A city official has informed the embattled residents of the Boeung Kak lakeside that they may not be evicted this week despite having received letters last week instructing them to accept compensation offers and vacate their homes.
Roughly 500 residents gathered on Friday to protest in front of the Phnom Penh headquarters of Shukaku Inc, the firm owned by ruling party senator Lao Meng Khin that is in the process of filling in the lake and developing the site as a real estate project. Rights groups say more than 4,000 families will ultimately be displaced by the project, including roughly 2,000 who have yet to leave their homes.
Last week, lakeside residents received letters dated March 2 and signed by Daun Penh district governor Sok Sambath advising them that local authorities would “take strict measures and actions to push the villagers to leave the Boeung Kak area” if they did not voluntarily vacate their homes within seven days.
Daun Penh deputy governor Sok Penhvuth told the residents who gathered on Friday that they “must volunteer to dismantle [their] homes”, though he said this week’s deadline could be pushed back.

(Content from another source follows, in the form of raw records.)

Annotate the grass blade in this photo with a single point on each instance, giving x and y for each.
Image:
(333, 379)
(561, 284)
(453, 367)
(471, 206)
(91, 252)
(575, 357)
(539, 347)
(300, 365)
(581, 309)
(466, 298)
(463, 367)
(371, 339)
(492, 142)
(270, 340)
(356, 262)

“Do not worry, we will not evict,” he said. “The letter just informed all of you to immediately cooperate with [local authorities] to speed up the Boeung Kak development.”
Dozens of families have been evicted from the lakeside in piecemeal fashion since Shukaku received its land concession in 2007, though last week’s notice represented the first time that all lakeside residents had been targeted collectively.
Rights groups say as many as 10,000 people could be forced from their homes if the threatened eviction comes to pass, making it potentially the largest single forced relocation in the Kingdom’s recent history.
Residents have denounced as insufficient the three options for compensation with which they have been presented: US$8,500 cash, housing in Dangkor district and two million riel ($495), or on-site relocation, the plans for which have yet to materialise.
At Friday’s rally, villagers demanded that 15 hectares of the 133-hectare project be set aside for their own use.
“Why can’t the government give just 15 hectares to the residents?” community representative Tep Vanny said.
“They want to develop the country from poverty to prosperity, so we only ask for 15 hectares.”
Sok Penhvuth was noncommittal regarding the residents’ demand for resettlement land, saying that he would report the request to Phnom Penh governor Kep Chuktema.
“After this, we will have more discussion,” he said.
“I will make a report about your request to the Phnom Penh governor because district officials do not have the right to make a decision.”
Shukaku has partnered with a Chinese firm, Inner Mongolia Erdos Hung Jun Investment Co, to develop the controversial project as a joint venture.